Rubber industry negotiations resumed face-to-face talks yesterday against a backdrop of continued bickering over whether Uniroyal Inc. reneged on an agreement last week under pressure from government inflation fighters.
An industry spokesman reported some progress as Uniroyal and United Rubber Workers bargainers talked into the night and then quit with plans to resume today.
Chief federal mediator Wayne L. Horvitz, while avoiding any charaterization of the progress or lack of it, said there was no change in the union's day-to-day suspension of strike action. The URW's contract with the "Big Four" rubber companies-Goodyear, Firestone, Uniroyal and Goodrich-expired Friday midnight.
URW President Peter Bommarito, who earlier targeted Uniroyal for bargaining to reach an industry-wide settlement, told reporters last night that Uniroyal was in a "delicate position"-an apparent reference to the company's claim that it never agreed to guideline-busting terms, despite the union's claim to the contrary.

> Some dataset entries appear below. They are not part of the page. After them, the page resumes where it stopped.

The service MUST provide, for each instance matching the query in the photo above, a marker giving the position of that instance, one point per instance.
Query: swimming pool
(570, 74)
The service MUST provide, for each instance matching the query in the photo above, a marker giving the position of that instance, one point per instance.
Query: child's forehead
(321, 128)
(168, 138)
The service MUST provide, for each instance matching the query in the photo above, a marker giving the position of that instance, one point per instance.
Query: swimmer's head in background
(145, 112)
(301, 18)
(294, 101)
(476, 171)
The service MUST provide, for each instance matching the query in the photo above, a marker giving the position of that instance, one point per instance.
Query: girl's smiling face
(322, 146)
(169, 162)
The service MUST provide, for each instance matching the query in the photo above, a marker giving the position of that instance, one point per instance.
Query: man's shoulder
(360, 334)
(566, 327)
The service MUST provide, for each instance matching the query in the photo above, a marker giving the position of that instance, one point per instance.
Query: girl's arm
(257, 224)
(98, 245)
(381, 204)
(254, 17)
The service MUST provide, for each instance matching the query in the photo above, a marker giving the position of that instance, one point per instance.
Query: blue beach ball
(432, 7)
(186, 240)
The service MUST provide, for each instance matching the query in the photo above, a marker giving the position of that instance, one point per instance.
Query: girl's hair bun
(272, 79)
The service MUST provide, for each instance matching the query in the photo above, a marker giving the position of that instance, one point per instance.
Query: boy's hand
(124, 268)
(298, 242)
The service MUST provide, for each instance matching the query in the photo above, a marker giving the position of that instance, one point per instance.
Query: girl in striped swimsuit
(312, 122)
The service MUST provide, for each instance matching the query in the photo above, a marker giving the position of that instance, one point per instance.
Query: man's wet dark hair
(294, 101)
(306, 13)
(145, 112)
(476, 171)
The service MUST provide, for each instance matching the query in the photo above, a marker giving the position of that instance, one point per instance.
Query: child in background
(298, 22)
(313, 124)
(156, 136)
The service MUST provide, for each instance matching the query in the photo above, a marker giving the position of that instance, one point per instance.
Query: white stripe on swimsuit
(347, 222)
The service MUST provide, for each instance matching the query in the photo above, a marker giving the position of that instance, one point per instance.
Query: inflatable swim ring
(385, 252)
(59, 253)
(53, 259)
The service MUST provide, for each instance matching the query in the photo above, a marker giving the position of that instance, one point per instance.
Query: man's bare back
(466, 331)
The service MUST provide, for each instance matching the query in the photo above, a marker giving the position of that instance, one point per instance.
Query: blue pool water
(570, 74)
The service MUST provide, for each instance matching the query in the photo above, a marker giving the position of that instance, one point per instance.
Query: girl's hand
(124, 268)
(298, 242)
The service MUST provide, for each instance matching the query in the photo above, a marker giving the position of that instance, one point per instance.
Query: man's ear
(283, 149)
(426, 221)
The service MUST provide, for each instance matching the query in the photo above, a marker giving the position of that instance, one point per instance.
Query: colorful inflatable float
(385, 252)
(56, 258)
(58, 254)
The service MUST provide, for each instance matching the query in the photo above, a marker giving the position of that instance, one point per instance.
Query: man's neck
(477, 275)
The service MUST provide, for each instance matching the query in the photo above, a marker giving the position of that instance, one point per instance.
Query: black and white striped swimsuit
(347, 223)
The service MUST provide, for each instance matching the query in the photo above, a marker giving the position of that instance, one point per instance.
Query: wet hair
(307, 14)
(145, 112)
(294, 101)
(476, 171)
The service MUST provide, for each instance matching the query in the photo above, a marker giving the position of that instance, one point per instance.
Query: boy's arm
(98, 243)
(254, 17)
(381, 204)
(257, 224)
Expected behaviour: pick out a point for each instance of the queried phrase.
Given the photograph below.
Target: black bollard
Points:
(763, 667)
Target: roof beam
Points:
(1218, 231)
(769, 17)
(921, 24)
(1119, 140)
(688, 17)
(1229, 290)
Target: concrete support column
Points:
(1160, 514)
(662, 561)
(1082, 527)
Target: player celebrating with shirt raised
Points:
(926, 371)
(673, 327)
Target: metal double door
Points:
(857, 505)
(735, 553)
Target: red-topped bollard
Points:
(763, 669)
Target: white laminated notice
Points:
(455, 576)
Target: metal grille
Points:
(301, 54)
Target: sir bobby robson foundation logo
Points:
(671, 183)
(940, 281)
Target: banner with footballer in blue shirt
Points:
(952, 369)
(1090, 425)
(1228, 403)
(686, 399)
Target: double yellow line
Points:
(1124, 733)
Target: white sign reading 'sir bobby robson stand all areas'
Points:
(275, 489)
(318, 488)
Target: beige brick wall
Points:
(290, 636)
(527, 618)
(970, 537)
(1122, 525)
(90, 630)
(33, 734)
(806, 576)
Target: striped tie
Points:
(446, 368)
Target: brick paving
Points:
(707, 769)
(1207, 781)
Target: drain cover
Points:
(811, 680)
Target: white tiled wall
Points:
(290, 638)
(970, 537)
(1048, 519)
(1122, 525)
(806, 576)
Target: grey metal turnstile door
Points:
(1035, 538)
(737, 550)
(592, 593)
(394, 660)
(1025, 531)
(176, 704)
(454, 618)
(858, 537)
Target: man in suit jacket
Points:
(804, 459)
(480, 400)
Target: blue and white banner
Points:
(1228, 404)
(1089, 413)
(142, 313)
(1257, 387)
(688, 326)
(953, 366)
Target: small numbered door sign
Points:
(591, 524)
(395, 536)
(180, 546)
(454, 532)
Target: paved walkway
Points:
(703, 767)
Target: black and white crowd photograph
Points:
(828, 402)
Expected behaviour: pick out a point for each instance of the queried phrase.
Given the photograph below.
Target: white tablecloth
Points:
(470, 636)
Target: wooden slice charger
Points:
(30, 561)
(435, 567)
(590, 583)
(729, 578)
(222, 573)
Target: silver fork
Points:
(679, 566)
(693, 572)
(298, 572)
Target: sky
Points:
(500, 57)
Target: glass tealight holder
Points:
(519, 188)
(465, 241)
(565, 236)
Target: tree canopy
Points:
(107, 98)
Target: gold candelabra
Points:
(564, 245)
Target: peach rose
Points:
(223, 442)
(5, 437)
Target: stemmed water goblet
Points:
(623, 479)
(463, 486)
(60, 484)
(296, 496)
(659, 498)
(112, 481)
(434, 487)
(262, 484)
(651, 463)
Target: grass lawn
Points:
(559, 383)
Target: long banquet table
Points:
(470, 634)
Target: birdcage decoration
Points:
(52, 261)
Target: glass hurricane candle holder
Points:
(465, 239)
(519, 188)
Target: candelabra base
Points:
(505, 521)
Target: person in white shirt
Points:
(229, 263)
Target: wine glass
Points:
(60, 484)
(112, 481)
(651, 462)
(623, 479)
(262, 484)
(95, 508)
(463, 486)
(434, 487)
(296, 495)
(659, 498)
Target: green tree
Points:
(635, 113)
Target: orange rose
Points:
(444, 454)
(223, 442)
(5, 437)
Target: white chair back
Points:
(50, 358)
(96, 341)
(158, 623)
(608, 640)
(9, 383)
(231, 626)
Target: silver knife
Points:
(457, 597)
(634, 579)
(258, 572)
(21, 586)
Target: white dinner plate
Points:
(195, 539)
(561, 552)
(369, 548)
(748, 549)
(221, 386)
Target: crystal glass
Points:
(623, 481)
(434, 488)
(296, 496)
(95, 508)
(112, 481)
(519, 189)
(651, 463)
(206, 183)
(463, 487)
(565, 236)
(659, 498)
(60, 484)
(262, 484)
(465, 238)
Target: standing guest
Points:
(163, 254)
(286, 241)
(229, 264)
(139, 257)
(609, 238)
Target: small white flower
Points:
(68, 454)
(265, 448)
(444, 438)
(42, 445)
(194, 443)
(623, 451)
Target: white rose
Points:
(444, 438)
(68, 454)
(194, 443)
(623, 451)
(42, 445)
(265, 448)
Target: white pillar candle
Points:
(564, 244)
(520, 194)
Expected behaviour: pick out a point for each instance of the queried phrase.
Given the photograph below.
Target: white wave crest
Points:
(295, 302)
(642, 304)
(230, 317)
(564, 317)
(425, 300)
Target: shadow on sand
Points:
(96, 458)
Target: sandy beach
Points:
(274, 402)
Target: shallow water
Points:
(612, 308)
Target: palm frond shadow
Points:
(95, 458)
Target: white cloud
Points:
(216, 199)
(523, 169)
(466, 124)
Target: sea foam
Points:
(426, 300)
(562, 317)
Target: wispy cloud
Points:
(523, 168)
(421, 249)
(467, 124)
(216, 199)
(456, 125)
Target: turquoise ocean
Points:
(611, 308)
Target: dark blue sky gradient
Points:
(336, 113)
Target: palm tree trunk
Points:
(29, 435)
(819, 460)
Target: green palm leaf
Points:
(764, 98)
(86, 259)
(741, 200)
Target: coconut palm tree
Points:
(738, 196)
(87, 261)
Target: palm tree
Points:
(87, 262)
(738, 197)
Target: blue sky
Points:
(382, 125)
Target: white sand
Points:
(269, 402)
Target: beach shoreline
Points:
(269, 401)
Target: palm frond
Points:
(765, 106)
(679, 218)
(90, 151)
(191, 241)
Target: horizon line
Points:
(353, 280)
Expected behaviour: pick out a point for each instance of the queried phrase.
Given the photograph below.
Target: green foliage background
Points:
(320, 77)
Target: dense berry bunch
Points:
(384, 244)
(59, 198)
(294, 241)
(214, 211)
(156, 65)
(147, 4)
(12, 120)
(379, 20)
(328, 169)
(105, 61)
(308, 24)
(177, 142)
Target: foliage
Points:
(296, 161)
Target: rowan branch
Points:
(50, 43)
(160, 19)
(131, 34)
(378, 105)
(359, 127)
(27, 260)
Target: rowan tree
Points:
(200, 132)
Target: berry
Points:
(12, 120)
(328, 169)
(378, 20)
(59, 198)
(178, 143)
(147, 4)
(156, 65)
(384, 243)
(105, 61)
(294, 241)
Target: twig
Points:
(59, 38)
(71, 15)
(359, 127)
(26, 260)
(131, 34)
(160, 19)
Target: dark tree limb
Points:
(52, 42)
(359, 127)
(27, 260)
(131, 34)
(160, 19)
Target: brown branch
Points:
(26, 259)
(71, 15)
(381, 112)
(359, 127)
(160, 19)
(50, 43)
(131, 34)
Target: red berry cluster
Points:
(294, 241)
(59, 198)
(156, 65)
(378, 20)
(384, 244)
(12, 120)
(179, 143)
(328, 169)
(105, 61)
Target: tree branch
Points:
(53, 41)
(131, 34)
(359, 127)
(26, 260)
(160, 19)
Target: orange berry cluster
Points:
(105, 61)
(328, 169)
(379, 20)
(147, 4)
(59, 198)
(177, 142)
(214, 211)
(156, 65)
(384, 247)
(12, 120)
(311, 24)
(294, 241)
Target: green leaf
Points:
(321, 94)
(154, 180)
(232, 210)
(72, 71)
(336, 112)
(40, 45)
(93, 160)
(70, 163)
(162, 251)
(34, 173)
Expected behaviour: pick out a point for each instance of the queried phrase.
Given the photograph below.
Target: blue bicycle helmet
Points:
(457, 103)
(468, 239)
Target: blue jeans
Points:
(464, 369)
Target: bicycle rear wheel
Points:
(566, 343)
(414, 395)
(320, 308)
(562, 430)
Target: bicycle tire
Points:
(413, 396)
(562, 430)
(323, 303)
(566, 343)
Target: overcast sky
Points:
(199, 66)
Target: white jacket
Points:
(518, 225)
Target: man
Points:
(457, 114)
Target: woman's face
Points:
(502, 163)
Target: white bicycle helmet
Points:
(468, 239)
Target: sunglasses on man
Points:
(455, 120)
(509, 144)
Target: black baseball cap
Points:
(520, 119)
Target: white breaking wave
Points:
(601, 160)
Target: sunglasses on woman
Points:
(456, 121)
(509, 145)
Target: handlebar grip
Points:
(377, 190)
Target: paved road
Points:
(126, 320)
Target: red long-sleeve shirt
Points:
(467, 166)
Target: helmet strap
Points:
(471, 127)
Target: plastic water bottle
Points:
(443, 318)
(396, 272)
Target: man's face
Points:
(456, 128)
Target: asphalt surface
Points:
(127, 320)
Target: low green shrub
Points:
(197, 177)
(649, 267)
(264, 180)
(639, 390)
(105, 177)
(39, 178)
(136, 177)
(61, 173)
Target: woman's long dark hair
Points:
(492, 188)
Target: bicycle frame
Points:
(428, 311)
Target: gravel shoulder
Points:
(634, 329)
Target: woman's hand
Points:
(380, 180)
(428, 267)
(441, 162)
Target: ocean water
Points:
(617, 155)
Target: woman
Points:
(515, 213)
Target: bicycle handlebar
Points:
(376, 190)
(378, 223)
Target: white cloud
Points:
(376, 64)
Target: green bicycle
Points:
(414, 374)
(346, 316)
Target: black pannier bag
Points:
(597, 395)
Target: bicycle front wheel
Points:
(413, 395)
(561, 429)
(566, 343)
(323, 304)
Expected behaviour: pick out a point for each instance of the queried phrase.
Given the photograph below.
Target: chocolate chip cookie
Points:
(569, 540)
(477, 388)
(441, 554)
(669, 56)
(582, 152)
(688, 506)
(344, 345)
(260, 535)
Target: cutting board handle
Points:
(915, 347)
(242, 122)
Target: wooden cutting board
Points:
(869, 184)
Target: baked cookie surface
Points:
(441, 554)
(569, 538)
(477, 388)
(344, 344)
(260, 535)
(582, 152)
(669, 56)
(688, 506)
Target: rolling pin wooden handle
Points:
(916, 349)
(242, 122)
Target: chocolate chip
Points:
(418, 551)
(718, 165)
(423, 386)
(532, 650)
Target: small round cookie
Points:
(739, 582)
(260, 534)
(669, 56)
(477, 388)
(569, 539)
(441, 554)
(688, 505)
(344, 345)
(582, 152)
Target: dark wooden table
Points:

Earlier in the day, after morning talks that reported were devoted entirely to rehasing the question of whether there had been agreement on money issues, Bommarito told reporters that differences between the two sides had widened rather than narrowed.
He said Uniroyal yesterday's "added some other disagreements" to the two points of dispute that emerged late last week after Bommarito claimed to have a tentative agreement with Unrioyal and two other companies, only to have the companies deny his claim.
Bommarito did not specify what the new issues are. The two he cited last week were the union's demand for a fattening of the industry's cost-of-living formula and a hands-off policy toward organizing new plants.
Talking to reporters after the morning session, Uniroyal's chief negotiator, Edward H. Finkenstadt, reiterated the company's assertion that it never had an agreement with the union but acknowledged that the government had been pressing the company to resist a settlement in excess of the 7 percent guideline for annual wage and benefit increases. Bommarito stuck by his claim that the company reneged on a settlement because of government pressure.
According to government, industry and union sources, the proposal envisioned wage and benefit increases of about 40 percent over three years-far in excess of the 30 percent settlement the Teamsters won earlier this month after the wage standard was stretched to accommodate a settlement.
Anti-inflation officials figured Uniroyal was close enough to an agreement last Thursday that they brought heavy pressure on all four major rubber companies to stand firm behind the guidelines.
O. Pendlteon Thomas, chairman of B.F.Goodrich, told reporters yesterday he understand that Uniroyal had been "close to an understanding" with the union and added that the near-agreement was complicating the industry's current bargaining position. He said Goodrich wants to stick by the guidelines and asserted that a 40 percent settlement would be "very horrible" for the industry.
Meanwhile, in other labor-related disputes:
Steel hauling work stoppages continued as the National Steel Carriers Association refused to go along with three other steel carrier groups that have approved a tentative new contact with the Teamsters, NSCA, which represents about 50 companies with 8,000 drivers, said it will bargain separately with the Teamsters.
Drivers for companies in the other associations were reported by industry sources to be returning to work, but steel industry layoffs, affecting about 5,000 production workers, continued.
Labor Secretary Ray Marshall told a gathering of building trades unions that he will oppose efforts in Congress to weaken or repeal the Davis-Bacon Act, which calls for "prevailing" wages, usually at union rates, on government construction projects. Conservatives, backed by construction industry groups, are mounting a campaign to scuttle the nearly half-century-old legislation. Marshall said construction wages have not been inflationary and denounced a General Accounting Office report that said they were labeling it a "sloppy piece of work."
New York City, already plagued by a raft of strikes, was hit by a walkout of about 25,000 apartment house doormen, elevator operators and security guards-leaving an estimated 1 million high-rise dwellers to fend for themselves. And attorneys for the state went to court to seek contempt penalities against union officials who are defying a no-strike order issued a week ago against 8,000 prison guards.
Strike-bound United Airlines extended cancellation of scheduled flights through May 5 as federal mediators said they foresaw no quick breakthrough in recently resumed negotiations between the airline and striking machinists. United has been grounded since the union struck April.